When photographing wildlife, just as with any branch of photography, one is conscious that the camera records an image on a film, that is, a plastic sheet coated with chemicals that react to light. The now common digital format follows an identical principle. The photograph is invariably an image of light, as it falls on the subject being photographed and, as it is reflected by the subject to the camera. The sun being low on the horizon and behind this group of langurs, with reference to where my camera was, the edges of the bodies of the langurs were brightly lit up creating a kind of a halo around them and thereby bringing a striking quality to this particular image.

The objective of photography is to recognize a phenomenon, to comprehend it in its various dimensions and to communicate such comprehension to the viewers through the medium of the photographic image. The path-breaking naturalist, Charles Darwin, brought to our notice that the anatomies of different life forms are shaped by an evolutionary process. Today, we also recognize that the same evolutionary process determines the continuance of certain behavioral patterns, also. Many animals live in groups. Why do they do so? One of the reasons, as in this case, is that there is safety in numbers.
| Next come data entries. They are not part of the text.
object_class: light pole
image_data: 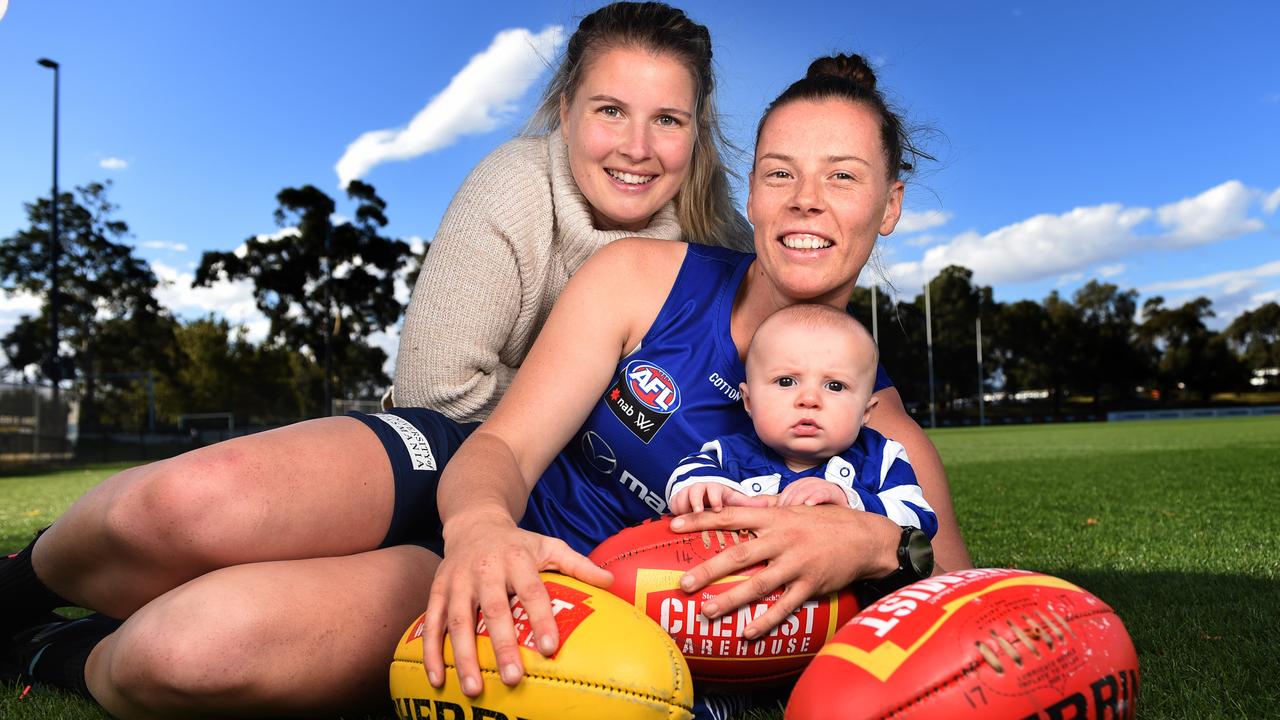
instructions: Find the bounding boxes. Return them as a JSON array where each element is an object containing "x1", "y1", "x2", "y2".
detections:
[
  {"x1": 36, "y1": 58, "x2": 63, "y2": 406},
  {"x1": 974, "y1": 315, "x2": 987, "y2": 427},
  {"x1": 924, "y1": 281, "x2": 938, "y2": 428}
]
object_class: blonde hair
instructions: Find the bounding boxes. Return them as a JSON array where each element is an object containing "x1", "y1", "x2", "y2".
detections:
[{"x1": 525, "y1": 3, "x2": 753, "y2": 250}]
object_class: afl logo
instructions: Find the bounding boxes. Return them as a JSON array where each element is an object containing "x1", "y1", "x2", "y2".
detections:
[{"x1": 626, "y1": 360, "x2": 680, "y2": 414}]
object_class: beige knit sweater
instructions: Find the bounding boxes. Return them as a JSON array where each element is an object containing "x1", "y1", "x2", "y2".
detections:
[{"x1": 394, "y1": 133, "x2": 701, "y2": 420}]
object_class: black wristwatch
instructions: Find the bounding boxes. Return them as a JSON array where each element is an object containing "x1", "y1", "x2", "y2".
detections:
[{"x1": 855, "y1": 527, "x2": 933, "y2": 607}]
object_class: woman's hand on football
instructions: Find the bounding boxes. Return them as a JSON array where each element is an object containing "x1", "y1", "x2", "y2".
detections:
[
  {"x1": 422, "y1": 514, "x2": 613, "y2": 697},
  {"x1": 671, "y1": 505, "x2": 901, "y2": 639}
]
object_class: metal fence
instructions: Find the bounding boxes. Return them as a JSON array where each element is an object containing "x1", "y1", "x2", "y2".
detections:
[{"x1": 0, "y1": 383, "x2": 77, "y2": 468}]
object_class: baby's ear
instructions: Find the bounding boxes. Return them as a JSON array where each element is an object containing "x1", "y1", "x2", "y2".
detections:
[{"x1": 863, "y1": 395, "x2": 879, "y2": 425}]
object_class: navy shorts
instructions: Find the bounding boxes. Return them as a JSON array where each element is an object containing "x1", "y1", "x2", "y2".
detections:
[{"x1": 347, "y1": 407, "x2": 480, "y2": 557}]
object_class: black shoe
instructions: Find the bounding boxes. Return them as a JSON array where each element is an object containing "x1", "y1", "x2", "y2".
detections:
[{"x1": 0, "y1": 614, "x2": 123, "y2": 685}]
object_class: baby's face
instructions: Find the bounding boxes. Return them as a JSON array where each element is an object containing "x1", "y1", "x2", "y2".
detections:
[{"x1": 742, "y1": 323, "x2": 876, "y2": 470}]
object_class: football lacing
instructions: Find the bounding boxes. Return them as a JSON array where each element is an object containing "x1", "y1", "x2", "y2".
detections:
[
  {"x1": 701, "y1": 530, "x2": 755, "y2": 550},
  {"x1": 974, "y1": 610, "x2": 1076, "y2": 675}
]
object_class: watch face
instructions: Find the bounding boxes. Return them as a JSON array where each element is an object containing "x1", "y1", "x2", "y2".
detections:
[{"x1": 906, "y1": 529, "x2": 933, "y2": 579}]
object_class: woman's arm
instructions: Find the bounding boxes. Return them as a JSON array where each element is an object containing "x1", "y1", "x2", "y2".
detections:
[
  {"x1": 867, "y1": 387, "x2": 973, "y2": 575},
  {"x1": 394, "y1": 138, "x2": 556, "y2": 420},
  {"x1": 394, "y1": 233, "x2": 521, "y2": 421},
  {"x1": 424, "y1": 241, "x2": 684, "y2": 696}
]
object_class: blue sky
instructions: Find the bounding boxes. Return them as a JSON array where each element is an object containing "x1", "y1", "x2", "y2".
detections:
[{"x1": 0, "y1": 0, "x2": 1280, "y2": 368}]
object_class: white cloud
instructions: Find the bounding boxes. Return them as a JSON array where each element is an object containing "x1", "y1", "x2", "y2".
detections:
[
  {"x1": 1262, "y1": 187, "x2": 1280, "y2": 213},
  {"x1": 1138, "y1": 260, "x2": 1280, "y2": 293},
  {"x1": 902, "y1": 233, "x2": 946, "y2": 247},
  {"x1": 1138, "y1": 260, "x2": 1280, "y2": 324},
  {"x1": 888, "y1": 181, "x2": 1280, "y2": 286},
  {"x1": 1053, "y1": 273, "x2": 1084, "y2": 288},
  {"x1": 890, "y1": 204, "x2": 1152, "y2": 284},
  {"x1": 334, "y1": 26, "x2": 564, "y2": 187},
  {"x1": 893, "y1": 210, "x2": 951, "y2": 233},
  {"x1": 142, "y1": 240, "x2": 187, "y2": 252},
  {"x1": 1156, "y1": 181, "x2": 1263, "y2": 247}
]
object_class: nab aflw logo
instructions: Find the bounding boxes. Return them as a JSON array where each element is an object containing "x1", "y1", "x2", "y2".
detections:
[
  {"x1": 626, "y1": 360, "x2": 680, "y2": 413},
  {"x1": 604, "y1": 360, "x2": 680, "y2": 443}
]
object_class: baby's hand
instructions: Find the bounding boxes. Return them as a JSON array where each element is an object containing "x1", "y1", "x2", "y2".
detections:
[
  {"x1": 671, "y1": 483, "x2": 750, "y2": 515},
  {"x1": 778, "y1": 478, "x2": 849, "y2": 507}
]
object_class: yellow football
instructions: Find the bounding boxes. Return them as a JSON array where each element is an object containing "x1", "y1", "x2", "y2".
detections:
[{"x1": 390, "y1": 573, "x2": 694, "y2": 720}]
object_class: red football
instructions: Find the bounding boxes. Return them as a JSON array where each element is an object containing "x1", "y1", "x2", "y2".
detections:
[
  {"x1": 590, "y1": 518, "x2": 858, "y2": 687},
  {"x1": 786, "y1": 569, "x2": 1138, "y2": 720}
]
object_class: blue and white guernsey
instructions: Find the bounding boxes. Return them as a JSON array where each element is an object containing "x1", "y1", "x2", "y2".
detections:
[
  {"x1": 666, "y1": 428, "x2": 938, "y2": 538},
  {"x1": 520, "y1": 245, "x2": 891, "y2": 555}
]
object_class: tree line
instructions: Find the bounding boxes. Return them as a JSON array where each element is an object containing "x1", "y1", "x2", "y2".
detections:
[
  {"x1": 0, "y1": 181, "x2": 421, "y2": 429},
  {"x1": 0, "y1": 181, "x2": 1280, "y2": 429},
  {"x1": 851, "y1": 265, "x2": 1280, "y2": 415}
]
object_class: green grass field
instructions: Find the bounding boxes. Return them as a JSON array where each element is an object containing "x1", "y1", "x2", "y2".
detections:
[{"x1": 0, "y1": 418, "x2": 1280, "y2": 720}]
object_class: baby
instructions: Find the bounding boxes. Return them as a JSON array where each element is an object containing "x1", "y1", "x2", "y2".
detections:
[{"x1": 667, "y1": 305, "x2": 938, "y2": 538}]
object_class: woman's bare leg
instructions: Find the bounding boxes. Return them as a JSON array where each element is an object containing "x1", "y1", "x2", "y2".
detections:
[
  {"x1": 32, "y1": 418, "x2": 394, "y2": 618},
  {"x1": 84, "y1": 546, "x2": 439, "y2": 719}
]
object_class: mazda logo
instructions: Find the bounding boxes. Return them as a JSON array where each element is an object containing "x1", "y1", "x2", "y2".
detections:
[{"x1": 582, "y1": 430, "x2": 618, "y2": 475}]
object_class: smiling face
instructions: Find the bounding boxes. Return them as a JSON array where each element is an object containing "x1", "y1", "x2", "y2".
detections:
[
  {"x1": 746, "y1": 99, "x2": 902, "y2": 306},
  {"x1": 740, "y1": 310, "x2": 877, "y2": 470},
  {"x1": 561, "y1": 47, "x2": 695, "y2": 231}
]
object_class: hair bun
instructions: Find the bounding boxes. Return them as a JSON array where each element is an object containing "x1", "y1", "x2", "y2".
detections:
[{"x1": 805, "y1": 54, "x2": 876, "y2": 90}]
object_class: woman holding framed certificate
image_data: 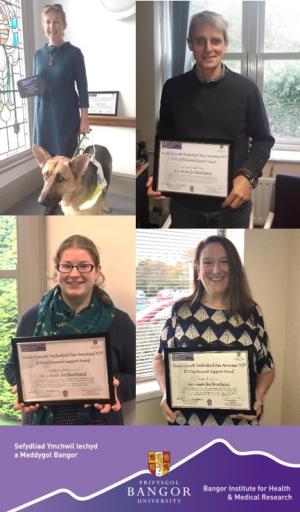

Most of the langurs in this group are certainly looking in my direction, out of curiosity. But if we look at their body alignment we notice that different individuals are in a position to look in different directions, so that, if a predator approaches the group, one or the other langur is likely to see it and let out its alarm call. Immediately, the entire group would scamper off to safety. Such a strategy of grouping together continues because the evolutionary process finds it advantageous for the survival of each member of the group and consequently, of the species.